After exhaustive investigation with our vendor, the root cause of the failures turned out to be a hardware defect in a backplane component. We arranged an on-site visit by our vendor to locate, identify, and replace the affected backplanes. Members of our operations team have been working this week with our vendor in our datacentre to inspect every potentially affected system and replace the defective component to prevent any more failures.
Now the question some may have is “Why didn’t Linden Lab explain this at the start of the week?” The answer I suspect is that Linden Lab wanted to be sure that the issue was being fixed during this maintenance window before informing their customers of the details.
Linden Lab are confident that no more failures of this type will happen in the future, which is a step more than I’d have gone in such a message, but I admire their confidence :
The region restarts that some of you have experienced this week were an unfortunate side-effect of this critical maintenance work. We have done our best to keep these restarts to a minimum as we understand just how disruptive a region restart can be. The affected machines have been repaired, and returned to service and we are confident that no more failures of this type will occur in the future. Thank you all for your patience and understanding as we have proceeded through the extended maintenance window this week.
However it should be noted that the Grid Status page has not yet been updated to inform us that maintenance is completet the Grid Status page now informs us that the maintenance is complete!

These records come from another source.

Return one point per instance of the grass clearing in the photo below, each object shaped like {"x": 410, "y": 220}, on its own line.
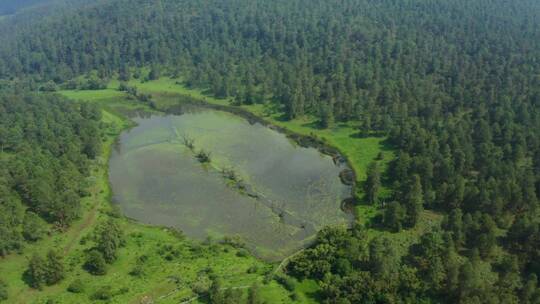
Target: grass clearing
{"x": 165, "y": 277}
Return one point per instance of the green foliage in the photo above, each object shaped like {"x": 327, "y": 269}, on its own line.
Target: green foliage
{"x": 3, "y": 290}
{"x": 47, "y": 143}
{"x": 453, "y": 85}
{"x": 77, "y": 286}
{"x": 55, "y": 268}
{"x": 34, "y": 228}
{"x": 36, "y": 275}
{"x": 373, "y": 183}
{"x": 95, "y": 263}
{"x": 109, "y": 240}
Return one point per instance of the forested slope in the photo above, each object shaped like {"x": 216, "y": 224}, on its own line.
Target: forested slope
{"x": 455, "y": 85}
{"x": 45, "y": 147}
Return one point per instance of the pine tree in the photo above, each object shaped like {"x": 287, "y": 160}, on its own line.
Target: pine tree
{"x": 37, "y": 272}
{"x": 414, "y": 201}
{"x": 373, "y": 183}
{"x": 55, "y": 268}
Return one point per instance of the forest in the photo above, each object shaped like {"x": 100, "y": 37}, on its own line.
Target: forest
{"x": 453, "y": 86}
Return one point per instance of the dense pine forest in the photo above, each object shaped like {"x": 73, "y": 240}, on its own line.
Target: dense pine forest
{"x": 453, "y": 85}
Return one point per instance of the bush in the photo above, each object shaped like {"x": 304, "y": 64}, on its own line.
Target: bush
{"x": 3, "y": 291}
{"x": 34, "y": 228}
{"x": 95, "y": 263}
{"x": 76, "y": 286}
{"x": 103, "y": 293}
{"x": 286, "y": 282}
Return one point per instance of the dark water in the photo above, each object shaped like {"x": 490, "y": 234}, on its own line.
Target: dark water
{"x": 282, "y": 195}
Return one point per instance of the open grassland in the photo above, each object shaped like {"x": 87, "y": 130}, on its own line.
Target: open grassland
{"x": 172, "y": 265}
{"x": 360, "y": 150}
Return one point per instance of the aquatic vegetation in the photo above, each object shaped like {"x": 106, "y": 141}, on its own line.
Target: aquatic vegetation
{"x": 255, "y": 184}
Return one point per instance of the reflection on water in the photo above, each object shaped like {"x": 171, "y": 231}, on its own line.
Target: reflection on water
{"x": 281, "y": 194}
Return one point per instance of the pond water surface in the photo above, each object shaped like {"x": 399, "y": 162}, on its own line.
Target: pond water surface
{"x": 274, "y": 195}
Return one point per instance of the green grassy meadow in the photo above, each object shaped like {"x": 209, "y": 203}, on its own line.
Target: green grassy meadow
{"x": 166, "y": 277}
{"x": 172, "y": 267}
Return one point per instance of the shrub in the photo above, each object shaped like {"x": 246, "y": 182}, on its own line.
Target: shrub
{"x": 76, "y": 286}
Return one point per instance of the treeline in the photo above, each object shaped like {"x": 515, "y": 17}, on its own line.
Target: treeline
{"x": 353, "y": 268}
{"x": 453, "y": 84}
{"x": 46, "y": 144}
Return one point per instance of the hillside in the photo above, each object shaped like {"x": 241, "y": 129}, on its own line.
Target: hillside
{"x": 435, "y": 106}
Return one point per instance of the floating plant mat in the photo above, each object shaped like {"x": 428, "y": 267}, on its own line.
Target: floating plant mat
{"x": 211, "y": 173}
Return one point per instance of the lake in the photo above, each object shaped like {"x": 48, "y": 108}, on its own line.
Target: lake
{"x": 258, "y": 185}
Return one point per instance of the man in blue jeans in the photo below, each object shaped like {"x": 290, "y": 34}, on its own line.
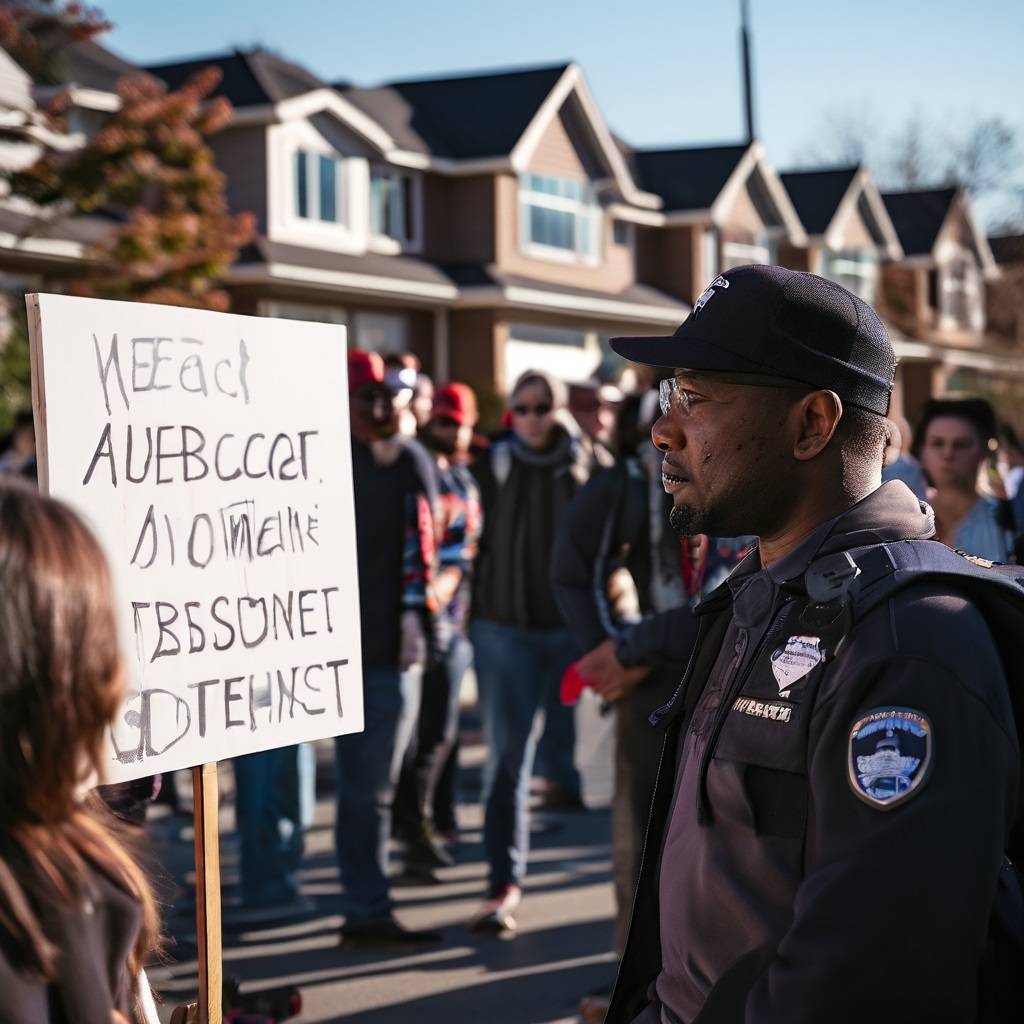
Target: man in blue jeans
{"x": 394, "y": 538}
{"x": 521, "y": 646}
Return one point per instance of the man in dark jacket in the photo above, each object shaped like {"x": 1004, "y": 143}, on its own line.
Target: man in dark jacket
{"x": 394, "y": 539}
{"x": 828, "y": 832}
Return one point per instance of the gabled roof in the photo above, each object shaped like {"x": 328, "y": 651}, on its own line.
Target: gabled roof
{"x": 1007, "y": 248}
{"x": 919, "y": 216}
{"x": 699, "y": 183}
{"x": 250, "y": 78}
{"x": 687, "y": 178}
{"x": 825, "y": 198}
{"x": 466, "y": 117}
{"x": 817, "y": 195}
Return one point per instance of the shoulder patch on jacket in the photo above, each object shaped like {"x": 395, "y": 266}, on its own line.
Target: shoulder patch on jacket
{"x": 889, "y": 756}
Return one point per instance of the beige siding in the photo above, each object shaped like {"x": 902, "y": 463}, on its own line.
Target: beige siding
{"x": 672, "y": 260}
{"x": 743, "y": 222}
{"x": 612, "y": 273}
{"x": 556, "y": 153}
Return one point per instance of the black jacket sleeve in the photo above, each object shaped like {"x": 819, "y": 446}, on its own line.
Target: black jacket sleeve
{"x": 667, "y": 636}
{"x": 580, "y": 557}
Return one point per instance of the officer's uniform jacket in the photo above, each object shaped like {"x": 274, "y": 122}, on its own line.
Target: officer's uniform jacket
{"x": 828, "y": 828}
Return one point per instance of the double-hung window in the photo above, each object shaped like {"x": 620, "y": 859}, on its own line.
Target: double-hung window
{"x": 318, "y": 186}
{"x": 856, "y": 269}
{"x": 392, "y": 205}
{"x": 560, "y": 218}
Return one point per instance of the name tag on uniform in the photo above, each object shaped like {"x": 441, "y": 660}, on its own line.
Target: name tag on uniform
{"x": 796, "y": 659}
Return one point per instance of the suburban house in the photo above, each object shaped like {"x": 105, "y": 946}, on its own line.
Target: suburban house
{"x": 492, "y": 221}
{"x": 722, "y": 206}
{"x": 934, "y": 296}
{"x": 849, "y": 233}
{"x": 1005, "y": 296}
{"x": 532, "y": 212}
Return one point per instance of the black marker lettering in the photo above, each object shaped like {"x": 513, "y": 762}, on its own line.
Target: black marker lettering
{"x": 217, "y": 645}
{"x": 113, "y": 358}
{"x": 164, "y": 625}
{"x": 104, "y": 450}
{"x": 195, "y": 630}
{"x": 229, "y": 697}
{"x": 148, "y": 525}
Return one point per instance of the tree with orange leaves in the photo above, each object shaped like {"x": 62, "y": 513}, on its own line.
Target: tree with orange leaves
{"x": 151, "y": 169}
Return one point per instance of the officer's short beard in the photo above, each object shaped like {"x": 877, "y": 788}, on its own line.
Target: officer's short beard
{"x": 686, "y": 520}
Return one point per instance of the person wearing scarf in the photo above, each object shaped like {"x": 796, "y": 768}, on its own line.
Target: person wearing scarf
{"x": 521, "y": 646}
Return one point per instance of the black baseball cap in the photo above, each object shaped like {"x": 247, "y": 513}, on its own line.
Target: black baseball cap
{"x": 770, "y": 321}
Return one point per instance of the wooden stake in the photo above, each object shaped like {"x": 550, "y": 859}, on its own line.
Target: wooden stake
{"x": 208, "y": 893}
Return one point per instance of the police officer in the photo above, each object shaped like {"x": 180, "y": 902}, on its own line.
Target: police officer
{"x": 836, "y": 797}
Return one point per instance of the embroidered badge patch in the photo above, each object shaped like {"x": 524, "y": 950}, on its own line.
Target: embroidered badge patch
{"x": 890, "y": 755}
{"x": 795, "y": 660}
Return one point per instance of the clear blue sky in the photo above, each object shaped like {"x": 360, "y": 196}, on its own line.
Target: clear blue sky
{"x": 663, "y": 72}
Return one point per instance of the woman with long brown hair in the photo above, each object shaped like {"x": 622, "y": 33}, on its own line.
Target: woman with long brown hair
{"x": 77, "y": 916}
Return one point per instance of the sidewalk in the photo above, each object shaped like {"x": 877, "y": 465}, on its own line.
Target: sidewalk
{"x": 560, "y": 952}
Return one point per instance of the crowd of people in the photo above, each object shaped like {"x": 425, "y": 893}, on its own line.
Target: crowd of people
{"x": 539, "y": 555}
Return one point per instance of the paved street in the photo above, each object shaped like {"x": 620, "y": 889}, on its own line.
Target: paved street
{"x": 561, "y": 951}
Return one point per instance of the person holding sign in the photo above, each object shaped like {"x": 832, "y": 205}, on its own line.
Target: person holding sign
{"x": 77, "y": 918}
{"x": 394, "y": 536}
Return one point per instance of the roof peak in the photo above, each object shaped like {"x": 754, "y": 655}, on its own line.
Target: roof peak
{"x": 712, "y": 147}
{"x": 502, "y": 72}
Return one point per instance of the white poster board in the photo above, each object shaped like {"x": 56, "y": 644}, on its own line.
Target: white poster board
{"x": 210, "y": 454}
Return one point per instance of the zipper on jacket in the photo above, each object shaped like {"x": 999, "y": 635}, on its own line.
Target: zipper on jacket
{"x": 734, "y": 685}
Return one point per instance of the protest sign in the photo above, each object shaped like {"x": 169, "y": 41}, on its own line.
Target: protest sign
{"x": 210, "y": 453}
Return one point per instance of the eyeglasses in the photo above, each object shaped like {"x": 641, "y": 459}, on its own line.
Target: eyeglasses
{"x": 672, "y": 394}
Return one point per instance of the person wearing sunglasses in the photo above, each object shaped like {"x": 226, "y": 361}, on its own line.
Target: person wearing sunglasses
{"x": 424, "y": 805}
{"x": 394, "y": 539}
{"x": 520, "y": 644}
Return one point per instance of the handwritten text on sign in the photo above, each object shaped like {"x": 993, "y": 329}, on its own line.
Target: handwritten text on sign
{"x": 211, "y": 455}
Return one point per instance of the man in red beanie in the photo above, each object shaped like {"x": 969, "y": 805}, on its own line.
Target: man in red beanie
{"x": 394, "y": 539}
{"x": 424, "y": 804}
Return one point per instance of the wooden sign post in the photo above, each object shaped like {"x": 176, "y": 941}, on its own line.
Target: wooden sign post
{"x": 207, "y": 799}
{"x": 210, "y": 454}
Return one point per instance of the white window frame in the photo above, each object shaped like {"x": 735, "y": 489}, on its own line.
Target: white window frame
{"x": 348, "y": 233}
{"x": 962, "y": 276}
{"x": 394, "y": 328}
{"x": 739, "y": 253}
{"x": 842, "y": 263}
{"x": 389, "y": 244}
{"x": 587, "y": 208}
{"x": 313, "y": 158}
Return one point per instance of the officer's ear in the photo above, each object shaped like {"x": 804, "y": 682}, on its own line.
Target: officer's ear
{"x": 816, "y": 416}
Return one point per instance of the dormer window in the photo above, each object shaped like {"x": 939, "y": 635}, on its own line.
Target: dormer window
{"x": 560, "y": 218}
{"x": 856, "y": 269}
{"x": 962, "y": 293}
{"x": 393, "y": 206}
{"x": 318, "y": 184}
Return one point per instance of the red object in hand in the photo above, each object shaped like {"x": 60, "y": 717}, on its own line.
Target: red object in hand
{"x": 572, "y": 685}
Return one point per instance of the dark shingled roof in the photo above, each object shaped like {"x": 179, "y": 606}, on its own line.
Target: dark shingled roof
{"x": 816, "y": 195}
{"x": 93, "y": 67}
{"x": 484, "y": 274}
{"x": 918, "y": 217}
{"x": 1008, "y": 248}
{"x": 686, "y": 178}
{"x": 248, "y": 79}
{"x": 463, "y": 118}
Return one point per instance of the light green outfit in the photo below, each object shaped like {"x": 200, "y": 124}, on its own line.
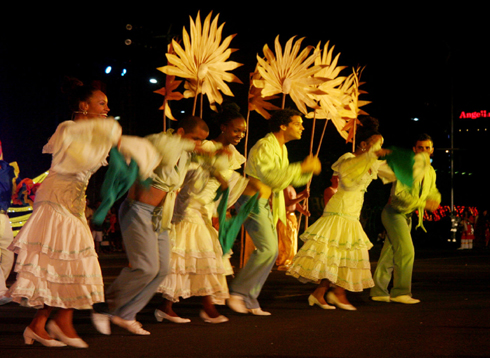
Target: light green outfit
{"x": 397, "y": 256}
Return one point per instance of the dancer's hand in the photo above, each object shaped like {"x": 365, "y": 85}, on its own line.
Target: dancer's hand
{"x": 431, "y": 205}
{"x": 311, "y": 164}
{"x": 382, "y": 152}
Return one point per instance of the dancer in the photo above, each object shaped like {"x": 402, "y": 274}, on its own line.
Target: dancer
{"x": 197, "y": 263}
{"x": 57, "y": 264}
{"x": 335, "y": 252}
{"x": 145, "y": 218}
{"x": 270, "y": 173}
{"x": 397, "y": 256}
{"x": 468, "y": 230}
{"x": 287, "y": 232}
{"x": 6, "y": 234}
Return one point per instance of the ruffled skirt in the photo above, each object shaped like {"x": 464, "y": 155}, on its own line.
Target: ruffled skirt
{"x": 56, "y": 264}
{"x": 198, "y": 267}
{"x": 336, "y": 248}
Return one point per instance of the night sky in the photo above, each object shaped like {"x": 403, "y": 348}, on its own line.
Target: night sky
{"x": 420, "y": 62}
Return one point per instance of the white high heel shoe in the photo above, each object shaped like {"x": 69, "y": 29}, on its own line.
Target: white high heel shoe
{"x": 56, "y": 332}
{"x": 30, "y": 337}
{"x": 206, "y": 318}
{"x": 333, "y": 300}
{"x": 160, "y": 316}
{"x": 312, "y": 300}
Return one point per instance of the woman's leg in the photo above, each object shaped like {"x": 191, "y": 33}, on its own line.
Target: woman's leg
{"x": 321, "y": 291}
{"x": 64, "y": 320}
{"x": 38, "y": 324}
{"x": 209, "y": 308}
{"x": 339, "y": 292}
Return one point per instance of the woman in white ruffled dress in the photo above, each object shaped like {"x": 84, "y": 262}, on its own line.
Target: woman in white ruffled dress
{"x": 57, "y": 266}
{"x": 335, "y": 250}
{"x": 198, "y": 267}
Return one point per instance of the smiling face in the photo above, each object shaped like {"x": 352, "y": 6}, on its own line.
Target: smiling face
{"x": 234, "y": 131}
{"x": 294, "y": 129}
{"x": 95, "y": 106}
{"x": 197, "y": 135}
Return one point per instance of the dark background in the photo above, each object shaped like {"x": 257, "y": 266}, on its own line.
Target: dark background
{"x": 424, "y": 62}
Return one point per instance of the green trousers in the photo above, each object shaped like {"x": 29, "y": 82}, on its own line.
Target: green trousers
{"x": 397, "y": 256}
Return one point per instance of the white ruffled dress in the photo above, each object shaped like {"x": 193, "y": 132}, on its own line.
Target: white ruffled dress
{"x": 336, "y": 246}
{"x": 198, "y": 267}
{"x": 57, "y": 264}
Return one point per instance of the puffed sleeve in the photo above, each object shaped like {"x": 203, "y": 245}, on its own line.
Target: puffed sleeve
{"x": 351, "y": 168}
{"x": 170, "y": 146}
{"x": 82, "y": 145}
{"x": 142, "y": 152}
{"x": 266, "y": 167}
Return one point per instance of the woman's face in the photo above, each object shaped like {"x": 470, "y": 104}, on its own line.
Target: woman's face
{"x": 234, "y": 131}
{"x": 96, "y": 105}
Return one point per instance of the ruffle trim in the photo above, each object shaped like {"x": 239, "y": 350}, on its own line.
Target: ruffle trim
{"x": 338, "y": 231}
{"x": 31, "y": 291}
{"x": 61, "y": 237}
{"x": 354, "y": 280}
{"x": 42, "y": 267}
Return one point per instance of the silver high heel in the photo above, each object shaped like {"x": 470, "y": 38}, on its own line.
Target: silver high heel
{"x": 332, "y": 299}
{"x": 56, "y": 332}
{"x": 30, "y": 337}
{"x": 160, "y": 316}
{"x": 312, "y": 300}
{"x": 206, "y": 318}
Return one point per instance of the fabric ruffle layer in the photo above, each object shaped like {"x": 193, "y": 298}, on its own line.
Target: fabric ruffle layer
{"x": 31, "y": 291}
{"x": 57, "y": 235}
{"x": 197, "y": 264}
{"x": 335, "y": 249}
{"x": 338, "y": 231}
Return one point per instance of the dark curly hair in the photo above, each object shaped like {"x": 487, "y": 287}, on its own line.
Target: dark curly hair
{"x": 76, "y": 91}
{"x": 282, "y": 117}
{"x": 368, "y": 128}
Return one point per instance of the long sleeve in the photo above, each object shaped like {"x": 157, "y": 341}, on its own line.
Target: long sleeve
{"x": 82, "y": 145}
{"x": 268, "y": 162}
{"x": 351, "y": 168}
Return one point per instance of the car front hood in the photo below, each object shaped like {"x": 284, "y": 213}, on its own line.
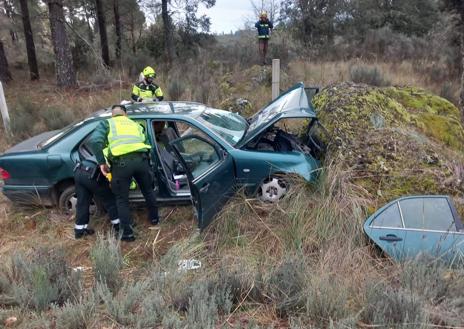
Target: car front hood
{"x": 291, "y": 104}
{"x": 31, "y": 144}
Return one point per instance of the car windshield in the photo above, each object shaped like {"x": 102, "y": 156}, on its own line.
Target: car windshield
{"x": 230, "y": 126}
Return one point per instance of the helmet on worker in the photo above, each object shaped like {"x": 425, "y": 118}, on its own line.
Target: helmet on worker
{"x": 149, "y": 74}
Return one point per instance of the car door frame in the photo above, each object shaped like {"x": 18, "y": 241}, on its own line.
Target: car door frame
{"x": 194, "y": 189}
{"x": 402, "y": 232}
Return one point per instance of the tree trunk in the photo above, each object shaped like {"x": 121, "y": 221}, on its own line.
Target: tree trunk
{"x": 9, "y": 14}
{"x": 461, "y": 96}
{"x": 168, "y": 39}
{"x": 30, "y": 47}
{"x": 5, "y": 75}
{"x": 103, "y": 34}
{"x": 117, "y": 25}
{"x": 64, "y": 70}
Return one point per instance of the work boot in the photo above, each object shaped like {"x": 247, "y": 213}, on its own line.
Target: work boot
{"x": 127, "y": 235}
{"x": 115, "y": 228}
{"x": 154, "y": 221}
{"x": 83, "y": 232}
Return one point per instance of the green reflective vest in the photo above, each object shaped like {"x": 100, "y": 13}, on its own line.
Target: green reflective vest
{"x": 125, "y": 136}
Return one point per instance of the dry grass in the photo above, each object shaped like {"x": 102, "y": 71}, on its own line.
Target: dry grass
{"x": 302, "y": 263}
{"x": 429, "y": 76}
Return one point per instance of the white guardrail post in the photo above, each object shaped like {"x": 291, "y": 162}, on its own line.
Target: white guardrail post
{"x": 4, "y": 111}
{"x": 275, "y": 78}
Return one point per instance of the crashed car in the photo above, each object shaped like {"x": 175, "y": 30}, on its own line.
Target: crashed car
{"x": 199, "y": 154}
{"x": 418, "y": 225}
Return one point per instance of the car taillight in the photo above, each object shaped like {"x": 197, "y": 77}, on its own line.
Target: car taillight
{"x": 4, "y": 174}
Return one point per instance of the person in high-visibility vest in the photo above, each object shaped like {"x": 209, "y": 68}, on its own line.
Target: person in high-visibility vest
{"x": 128, "y": 154}
{"x": 147, "y": 89}
{"x": 90, "y": 183}
{"x": 264, "y": 27}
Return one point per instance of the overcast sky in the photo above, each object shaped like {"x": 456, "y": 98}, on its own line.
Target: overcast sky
{"x": 229, "y": 15}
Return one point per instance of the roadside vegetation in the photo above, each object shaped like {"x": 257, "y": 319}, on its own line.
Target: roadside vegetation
{"x": 389, "y": 97}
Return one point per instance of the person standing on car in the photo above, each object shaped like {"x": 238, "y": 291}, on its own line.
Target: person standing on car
{"x": 90, "y": 183}
{"x": 129, "y": 157}
{"x": 147, "y": 89}
{"x": 264, "y": 26}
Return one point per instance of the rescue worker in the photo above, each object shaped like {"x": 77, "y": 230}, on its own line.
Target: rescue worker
{"x": 264, "y": 26}
{"x": 129, "y": 157}
{"x": 147, "y": 89}
{"x": 90, "y": 183}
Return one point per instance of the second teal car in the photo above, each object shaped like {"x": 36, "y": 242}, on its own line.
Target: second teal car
{"x": 200, "y": 154}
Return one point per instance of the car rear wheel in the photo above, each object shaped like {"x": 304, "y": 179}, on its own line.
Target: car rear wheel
{"x": 272, "y": 189}
{"x": 67, "y": 203}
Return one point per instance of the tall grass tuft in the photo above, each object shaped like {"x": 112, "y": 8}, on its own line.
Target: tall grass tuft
{"x": 42, "y": 278}
{"x": 369, "y": 75}
{"x": 76, "y": 315}
{"x": 107, "y": 262}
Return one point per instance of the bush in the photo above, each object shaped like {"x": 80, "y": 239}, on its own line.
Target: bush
{"x": 369, "y": 75}
{"x": 123, "y": 306}
{"x": 43, "y": 278}
{"x": 29, "y": 119}
{"x": 78, "y": 315}
{"x": 202, "y": 311}
{"x": 389, "y": 306}
{"x": 107, "y": 262}
{"x": 286, "y": 286}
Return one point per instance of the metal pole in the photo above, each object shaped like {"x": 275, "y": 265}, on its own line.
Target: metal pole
{"x": 275, "y": 78}
{"x": 4, "y": 111}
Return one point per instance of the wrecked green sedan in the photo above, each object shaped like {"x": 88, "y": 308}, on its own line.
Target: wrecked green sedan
{"x": 200, "y": 154}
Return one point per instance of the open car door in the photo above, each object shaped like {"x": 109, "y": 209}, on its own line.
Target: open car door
{"x": 210, "y": 173}
{"x": 410, "y": 226}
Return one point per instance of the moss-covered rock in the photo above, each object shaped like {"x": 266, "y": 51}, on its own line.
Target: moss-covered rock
{"x": 398, "y": 140}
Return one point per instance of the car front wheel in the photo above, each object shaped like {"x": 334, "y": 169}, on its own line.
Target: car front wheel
{"x": 67, "y": 203}
{"x": 272, "y": 189}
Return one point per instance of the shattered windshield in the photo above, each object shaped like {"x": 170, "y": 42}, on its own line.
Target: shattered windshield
{"x": 230, "y": 126}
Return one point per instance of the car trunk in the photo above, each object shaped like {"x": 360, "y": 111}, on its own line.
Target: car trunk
{"x": 31, "y": 144}
{"x": 264, "y": 133}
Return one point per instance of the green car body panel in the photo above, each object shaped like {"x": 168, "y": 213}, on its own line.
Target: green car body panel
{"x": 42, "y": 166}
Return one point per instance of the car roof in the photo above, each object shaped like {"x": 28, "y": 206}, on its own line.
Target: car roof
{"x": 155, "y": 109}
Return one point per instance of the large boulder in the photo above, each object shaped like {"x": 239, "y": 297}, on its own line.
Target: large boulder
{"x": 396, "y": 141}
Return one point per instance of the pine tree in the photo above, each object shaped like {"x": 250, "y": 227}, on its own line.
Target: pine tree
{"x": 64, "y": 70}
{"x": 30, "y": 46}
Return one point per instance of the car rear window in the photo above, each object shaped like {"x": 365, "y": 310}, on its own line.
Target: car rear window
{"x": 390, "y": 217}
{"x": 427, "y": 214}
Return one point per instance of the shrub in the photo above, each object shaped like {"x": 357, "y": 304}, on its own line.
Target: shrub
{"x": 107, "y": 262}
{"x": 78, "y": 315}
{"x": 43, "y": 278}
{"x": 449, "y": 91}
{"x": 286, "y": 286}
{"x": 123, "y": 306}
{"x": 369, "y": 75}
{"x": 202, "y": 311}
{"x": 389, "y": 306}
{"x": 29, "y": 118}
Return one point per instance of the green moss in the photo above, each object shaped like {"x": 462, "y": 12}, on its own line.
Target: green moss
{"x": 442, "y": 128}
{"x": 397, "y": 141}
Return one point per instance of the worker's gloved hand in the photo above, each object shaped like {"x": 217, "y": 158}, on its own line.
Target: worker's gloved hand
{"x": 104, "y": 169}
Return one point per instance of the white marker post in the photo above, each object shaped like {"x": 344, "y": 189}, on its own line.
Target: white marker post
{"x": 275, "y": 78}
{"x": 4, "y": 111}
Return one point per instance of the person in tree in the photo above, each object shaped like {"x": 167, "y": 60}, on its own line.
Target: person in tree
{"x": 147, "y": 89}
{"x": 264, "y": 27}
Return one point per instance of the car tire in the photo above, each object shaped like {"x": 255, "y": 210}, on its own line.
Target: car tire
{"x": 273, "y": 189}
{"x": 67, "y": 203}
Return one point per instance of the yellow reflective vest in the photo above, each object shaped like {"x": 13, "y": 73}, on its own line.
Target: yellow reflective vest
{"x": 125, "y": 136}
{"x": 146, "y": 91}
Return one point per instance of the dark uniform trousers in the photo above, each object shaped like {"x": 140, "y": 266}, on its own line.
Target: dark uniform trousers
{"x": 123, "y": 168}
{"x": 88, "y": 187}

The excellent Grid Status Page should get greater visibility on the main Second Life website. Theres a lot of good information there that could alleviate many a frustrating time for residents. Linden Lab have communicated the issues very well, I very much welcome the much improved communication that Ebbe Altberg promised.
Now let’s hope that this sort of transparent communication continues.
The answer, I suspect, was LL trying to hide the real problems which they’ve shown is their pattern in the past.
Try and be more honest.
What do you think the real reasons are? I believe LL here, now I say this as someone who has been in a similar situation due to hardware vendor failure.
I’ve been in a position where LL have explained an issue and it has pissed me off greatly, I’m talking about the OpenSpace fiasco here and I will never ever forgive LL for that but on this issue, I believe them, I don’t see spin here.
It’s hard for me to believe someone is telling the truth when they have a history of lying in the past.
It’s the old, “Fool me once, shame on you. Fool me twice, shame on me.” theorem which serves most intelligent people well.
If you don’t see “spin”, well, that’s your choice.
I do not agree, i think it is a clear and desirable one.
yes i know that many can think that what they are doing is shoving more regions into same servers to cash some bucks at the costs of cdn, pipeline and ultimately… Us the customers.
I still hope not and that Linden Lab just prevented some to happen that would be terrible to them, a major failure on the service (OSgrid is down for over 4 months already due to a failure of hardware and still didn’t recover, but that is a non profit organization, not a Business company).
No, Gridstatus does not report the maintenance to have been completed. You are looking at the wrong entry. http://status.secondlifegrid.net/2014/11/14/post2417/
Ah good spot, that explains why I started to write the Grid Status was not updated and then put a line through it, I was reading a different scheduled maintenance update.